What defines a heartbeat? Judge hears arguments in South Carolina abortion case


COLUMBIA  (AP) — South Carolina's ban on abortions after roughly six weeks, before many women know they are pregnant, returned to court Thursday with Planned Parenthood and the state arguing over what could be two different ways to define a heartbeat in the law.
Even the state Supreme Court justices who upheld the new law in August noted there appeared to be two definitions of "fetal heartbeat" ending the window in which someone could seek an abortion. They wrote that question would be "for another day."
That day arrived Thursday, as Circuit Judge Daniel Coble considered Planned Parenthood's request to block the new law until courts could decide in their suit over the definitions and the state's request to throw out the lawsuit. He said he will try to rule in a few weeks. No matter what Coble decides, his ruling will face months, if not years, of appeals.
Planned Parenthood said in court papers that in the first five months of the new law, three-quarters of women seeking abortions were turned away because their pregnancies were too far along, and 86% of those three-quarters could have had the procedure if the law allowed abortions up to nine weeks.
The state contends fetal heartbeat is the moment when an ultrasound detects cardiac activity, usually around six weeks after conception. But the law also mentions when the major parts of the heart come together and "repetitive rhythmic contraction" begins, which is often around nine weeks.
Lawyers for the state are turning Planned Parenthood's argument on its head by arguing that the organization said over 300 times that the law bans abortions after six weeks, during a successful challenge that caused the General Assembly to alter the law and led to the second unsuccessful challenge. They said the group changed its thoughts only after losing the second time.
Grayson Lambert, a lawyer for South Carolina's governor, said established law in the state has long said if there are disagreements with interpreting the law, judges need to give the most weight to the intent of lawmakers. All that was discussed during the General Assembly's abortion debate, he said, was six weeks.
"The electrical impulses that make that familiar whoosh sound on the ultrasound — that's what the General Assembly is talking about," Lambert said.
But Planned Parenthood lawyer Kyla Eastling said criminal penalties meant the organization had to interpret the new law as conservatively as possible to protect doctors from criminal penalties.
"Doctors aren't the ones making the law," Eastling said. "They are just trying to understand it."
South Carolina's law is written slightly differently from any other state's with a similarly timed ban, and minor differences in punctuation are what means the ban doesn't kick in until the chambers and valves of the heart come together, Eastling argued.
"To put it simply, you can't have a heartbeat before you have a heart," Eastling said.
Since the U.S. Supreme Court overturned Roe v. Wade in 2022, ending a nationwide right to abortion, most Republican-controlled states have started enforcing new bans or restrictions, and most Democrat-dominated ones have sought to protect abortion access.
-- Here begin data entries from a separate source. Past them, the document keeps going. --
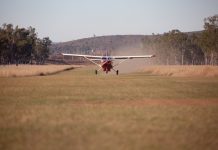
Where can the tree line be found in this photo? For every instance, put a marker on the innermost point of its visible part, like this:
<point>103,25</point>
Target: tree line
<point>178,48</point>
<point>22,46</point>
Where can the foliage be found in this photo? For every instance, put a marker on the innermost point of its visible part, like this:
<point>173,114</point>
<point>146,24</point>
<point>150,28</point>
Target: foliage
<point>20,45</point>
<point>175,47</point>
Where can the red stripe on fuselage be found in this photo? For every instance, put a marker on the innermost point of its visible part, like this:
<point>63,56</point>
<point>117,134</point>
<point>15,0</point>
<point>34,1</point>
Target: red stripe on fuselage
<point>107,66</point>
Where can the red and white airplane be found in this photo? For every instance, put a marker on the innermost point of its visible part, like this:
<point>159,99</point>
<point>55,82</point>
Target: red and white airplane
<point>107,61</point>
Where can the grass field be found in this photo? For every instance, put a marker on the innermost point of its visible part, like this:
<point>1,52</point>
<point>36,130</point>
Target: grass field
<point>32,70</point>
<point>79,110</point>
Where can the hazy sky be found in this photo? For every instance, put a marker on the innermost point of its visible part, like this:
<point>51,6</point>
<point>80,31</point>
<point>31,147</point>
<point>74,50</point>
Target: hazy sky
<point>65,20</point>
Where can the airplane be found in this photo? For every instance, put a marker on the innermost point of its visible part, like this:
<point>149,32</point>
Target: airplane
<point>107,61</point>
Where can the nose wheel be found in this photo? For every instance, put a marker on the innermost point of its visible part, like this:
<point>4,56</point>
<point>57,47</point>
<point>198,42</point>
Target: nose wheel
<point>117,72</point>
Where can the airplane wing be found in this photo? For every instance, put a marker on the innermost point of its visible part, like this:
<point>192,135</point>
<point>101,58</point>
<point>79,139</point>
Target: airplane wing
<point>92,57</point>
<point>132,57</point>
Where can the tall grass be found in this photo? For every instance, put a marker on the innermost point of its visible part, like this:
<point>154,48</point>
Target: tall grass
<point>183,71</point>
<point>31,70</point>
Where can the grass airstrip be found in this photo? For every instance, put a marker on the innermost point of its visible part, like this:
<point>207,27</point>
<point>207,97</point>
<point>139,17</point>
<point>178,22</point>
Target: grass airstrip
<point>76,109</point>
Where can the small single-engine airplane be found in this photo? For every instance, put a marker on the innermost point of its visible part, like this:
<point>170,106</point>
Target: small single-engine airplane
<point>107,61</point>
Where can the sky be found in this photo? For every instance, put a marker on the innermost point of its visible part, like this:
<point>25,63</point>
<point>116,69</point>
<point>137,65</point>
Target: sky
<point>66,20</point>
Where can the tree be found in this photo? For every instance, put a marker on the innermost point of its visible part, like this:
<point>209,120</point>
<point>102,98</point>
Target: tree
<point>208,40</point>
<point>42,50</point>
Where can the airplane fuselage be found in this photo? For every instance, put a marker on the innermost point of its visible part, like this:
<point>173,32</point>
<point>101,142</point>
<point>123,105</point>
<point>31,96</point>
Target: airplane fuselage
<point>106,64</point>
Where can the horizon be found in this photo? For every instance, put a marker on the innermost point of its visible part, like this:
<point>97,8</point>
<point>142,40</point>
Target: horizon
<point>67,20</point>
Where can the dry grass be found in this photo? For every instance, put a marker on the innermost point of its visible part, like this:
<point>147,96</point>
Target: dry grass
<point>32,70</point>
<point>183,71</point>
<point>81,111</point>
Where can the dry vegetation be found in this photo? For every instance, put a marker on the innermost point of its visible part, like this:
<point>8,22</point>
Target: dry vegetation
<point>32,70</point>
<point>82,111</point>
<point>183,71</point>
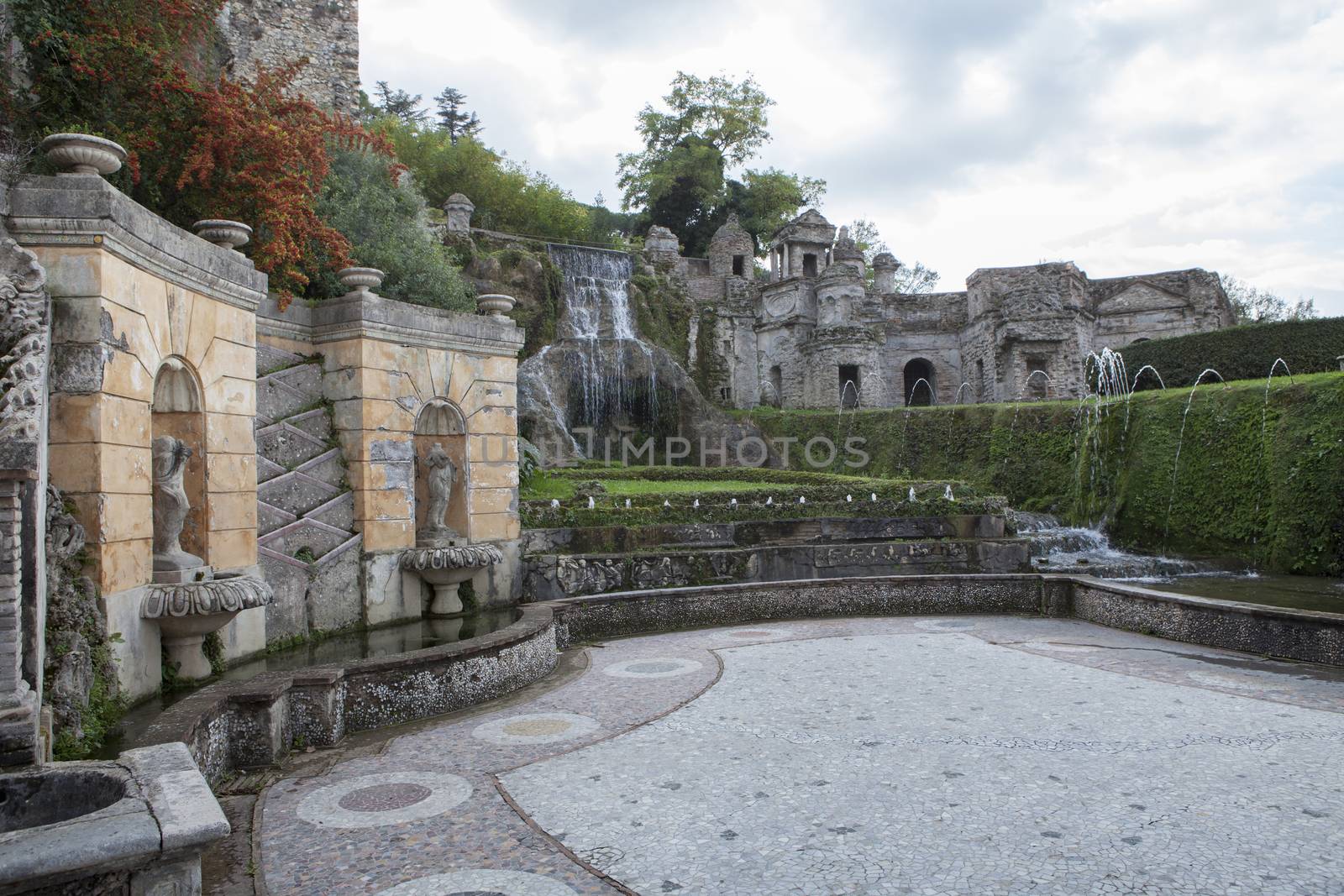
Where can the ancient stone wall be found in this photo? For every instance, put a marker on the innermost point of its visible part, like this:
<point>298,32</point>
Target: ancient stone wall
<point>132,296</point>
<point>277,33</point>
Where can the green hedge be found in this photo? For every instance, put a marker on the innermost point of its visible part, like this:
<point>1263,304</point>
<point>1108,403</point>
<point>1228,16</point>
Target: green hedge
<point>1241,352</point>
<point>1257,483</point>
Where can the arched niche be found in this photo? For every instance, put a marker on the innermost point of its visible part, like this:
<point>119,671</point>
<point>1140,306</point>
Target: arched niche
<point>920,385</point>
<point>178,411</point>
<point>441,422</point>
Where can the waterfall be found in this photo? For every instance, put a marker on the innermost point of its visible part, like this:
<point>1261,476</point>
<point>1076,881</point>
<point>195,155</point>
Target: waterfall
<point>612,375</point>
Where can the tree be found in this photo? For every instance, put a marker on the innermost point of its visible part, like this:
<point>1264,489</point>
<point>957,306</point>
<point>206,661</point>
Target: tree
<point>909,281</point>
<point>383,215</point>
<point>1254,305</point>
<point>401,103</point>
<point>680,179</point>
<point>452,120</point>
<point>139,71</point>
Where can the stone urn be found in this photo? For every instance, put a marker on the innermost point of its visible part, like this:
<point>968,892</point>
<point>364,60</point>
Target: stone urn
<point>495,305</point>
<point>448,567</point>
<point>188,611</point>
<point>360,281</point>
<point>230,234</point>
<point>84,154</point>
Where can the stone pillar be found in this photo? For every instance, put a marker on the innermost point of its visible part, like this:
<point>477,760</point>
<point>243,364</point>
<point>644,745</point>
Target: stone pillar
<point>885,273</point>
<point>18,701</point>
<point>459,210</point>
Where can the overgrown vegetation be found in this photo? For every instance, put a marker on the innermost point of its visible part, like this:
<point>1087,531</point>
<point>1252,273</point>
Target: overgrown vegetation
<point>143,73</point>
<point>386,224</point>
<point>682,181</point>
<point>1241,352</point>
<point>1263,484</point>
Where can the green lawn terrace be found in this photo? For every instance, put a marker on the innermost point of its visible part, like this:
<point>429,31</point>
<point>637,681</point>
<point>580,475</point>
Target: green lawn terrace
<point>638,528</point>
<point>632,496</point>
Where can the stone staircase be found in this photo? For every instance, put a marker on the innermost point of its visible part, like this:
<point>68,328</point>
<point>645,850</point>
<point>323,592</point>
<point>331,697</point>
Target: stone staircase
<point>307,546</point>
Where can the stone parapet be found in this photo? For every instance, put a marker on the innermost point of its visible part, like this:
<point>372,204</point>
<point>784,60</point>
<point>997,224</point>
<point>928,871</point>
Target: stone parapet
<point>87,212</point>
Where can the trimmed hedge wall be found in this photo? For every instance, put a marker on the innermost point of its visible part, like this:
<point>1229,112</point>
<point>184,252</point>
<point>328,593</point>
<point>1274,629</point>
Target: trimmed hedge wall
<point>1241,352</point>
<point>1260,484</point>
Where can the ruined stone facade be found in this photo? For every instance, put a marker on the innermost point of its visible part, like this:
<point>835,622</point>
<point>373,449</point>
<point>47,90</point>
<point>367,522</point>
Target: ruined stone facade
<point>823,331</point>
<point>277,33</point>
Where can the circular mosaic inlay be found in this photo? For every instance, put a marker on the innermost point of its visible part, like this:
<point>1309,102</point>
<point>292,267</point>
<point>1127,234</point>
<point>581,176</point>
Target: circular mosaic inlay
<point>480,882</point>
<point>535,728</point>
<point>658,668</point>
<point>759,633</point>
<point>386,799</point>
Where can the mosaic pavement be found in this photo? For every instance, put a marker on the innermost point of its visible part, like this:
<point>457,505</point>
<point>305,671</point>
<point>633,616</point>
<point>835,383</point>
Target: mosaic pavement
<point>911,755</point>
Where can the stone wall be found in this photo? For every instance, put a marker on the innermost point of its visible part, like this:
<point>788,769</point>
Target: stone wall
<point>132,293</point>
<point>1016,332</point>
<point>276,33</point>
<point>233,726</point>
<point>383,363</point>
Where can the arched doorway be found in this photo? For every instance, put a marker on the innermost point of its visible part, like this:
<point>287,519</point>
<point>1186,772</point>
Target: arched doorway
<point>920,385</point>
<point>441,430</point>
<point>178,412</point>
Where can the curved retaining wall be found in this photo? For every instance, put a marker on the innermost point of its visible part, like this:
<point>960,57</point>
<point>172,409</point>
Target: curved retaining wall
<point>255,723</point>
<point>239,726</point>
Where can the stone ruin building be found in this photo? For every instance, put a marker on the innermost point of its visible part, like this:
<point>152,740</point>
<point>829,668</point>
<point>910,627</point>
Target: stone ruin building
<point>823,322</point>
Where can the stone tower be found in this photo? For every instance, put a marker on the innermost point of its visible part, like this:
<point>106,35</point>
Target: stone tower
<point>279,33</point>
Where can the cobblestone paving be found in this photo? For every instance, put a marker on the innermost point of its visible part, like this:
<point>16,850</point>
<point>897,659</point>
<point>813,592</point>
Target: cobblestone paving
<point>937,755</point>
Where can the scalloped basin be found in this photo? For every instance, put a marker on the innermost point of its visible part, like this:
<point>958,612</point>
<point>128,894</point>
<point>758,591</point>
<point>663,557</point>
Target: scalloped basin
<point>47,797</point>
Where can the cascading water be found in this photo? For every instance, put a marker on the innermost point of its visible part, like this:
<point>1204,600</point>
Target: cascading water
<point>615,369</point>
<point>1065,548</point>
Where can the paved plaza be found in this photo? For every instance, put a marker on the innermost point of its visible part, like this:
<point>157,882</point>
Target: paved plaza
<point>909,755</point>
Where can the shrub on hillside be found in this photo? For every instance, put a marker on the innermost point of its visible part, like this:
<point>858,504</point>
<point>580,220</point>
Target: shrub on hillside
<point>1241,352</point>
<point>141,73</point>
<point>382,214</point>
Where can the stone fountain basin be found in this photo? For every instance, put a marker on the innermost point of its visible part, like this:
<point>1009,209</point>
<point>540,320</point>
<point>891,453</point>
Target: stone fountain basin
<point>34,799</point>
<point>65,825</point>
<point>194,625</point>
<point>445,567</point>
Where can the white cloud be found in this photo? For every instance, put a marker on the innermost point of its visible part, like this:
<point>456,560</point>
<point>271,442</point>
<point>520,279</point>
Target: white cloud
<point>1126,136</point>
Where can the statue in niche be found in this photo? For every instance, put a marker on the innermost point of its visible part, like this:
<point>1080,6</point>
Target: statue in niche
<point>438,483</point>
<point>171,506</point>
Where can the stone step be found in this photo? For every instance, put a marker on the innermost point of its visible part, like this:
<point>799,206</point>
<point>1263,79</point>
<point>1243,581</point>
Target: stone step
<point>302,378</point>
<point>296,493</point>
<point>316,423</point>
<point>277,399</point>
<point>328,466</point>
<point>339,512</point>
<point>288,446</point>
<point>319,537</point>
<point>272,517</point>
<point>270,359</point>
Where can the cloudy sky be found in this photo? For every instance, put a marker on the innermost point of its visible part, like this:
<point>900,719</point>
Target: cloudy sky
<point>1126,134</point>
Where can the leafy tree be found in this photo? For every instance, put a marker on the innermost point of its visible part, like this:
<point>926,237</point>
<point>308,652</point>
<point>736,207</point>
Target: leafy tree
<point>139,71</point>
<point>401,103</point>
<point>452,118</point>
<point>507,195</point>
<point>680,179</point>
<point>382,212</point>
<point>909,281</point>
<point>1254,305</point>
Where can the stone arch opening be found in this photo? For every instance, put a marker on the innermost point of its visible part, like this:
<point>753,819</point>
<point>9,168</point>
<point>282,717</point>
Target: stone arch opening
<point>777,385</point>
<point>920,382</point>
<point>178,459</point>
<point>441,473</point>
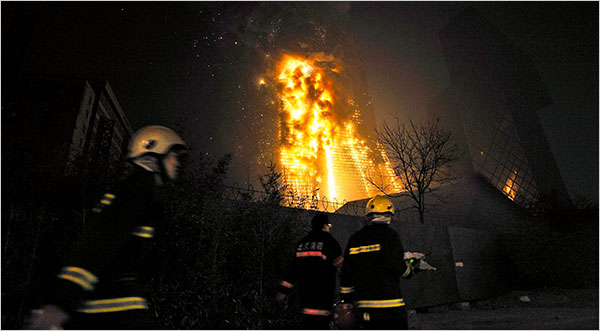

Currently, 14 states are enforcing bans on abortion at all stages of pregnancy, with limited exceptions, and South Carolina and two others have bans that kick in at or about six weeks into pregnancy. This week, Arizona put into law a bill repealing a Civil War-era ban of nearly all abortions.
In the South Carolina courtroom Thursday was Taylor Shelton, the woman who filed the lawsuit along with Planned Parenthood. She said her gynecologist responded dismissively when she first approached the office about options to end her unplanned pregnancy in September. Facing as much as two years' imprisonment for violating the ban, health care providers were treading carefully.
Shelton's body had bent her intrauterine device, causing pain, and she was stunned to find out two days after missing her period, which she tracked regularly, that she was pregnant.
Because doctors in South Carolina were unsure how to define a heartbeat, she ended up in North Carolina, driving for hours to two appointments to get an abortion.
"The lack of clarity in this law leaves people like me scrambling to navigate a convoluted system that fails to prioritize our well-being and autonomy," Shelton said, reading a statement outside of court as her hands slightly trembled.
Shelton said she had only about 12 days or so to meet the deadline in the South Carolina law, even though she almost immediately realized she might be pregnant. She also had the means and time to seek out help out of the state.
"Today I stand before you angry — angry at a system that seeks to control our bodies and dictate our choices," Shelton said. "But I also stand determined, fueled by the conviction that no one should endure what I went through. We deserve better. We deserve clear, unequivocal laws."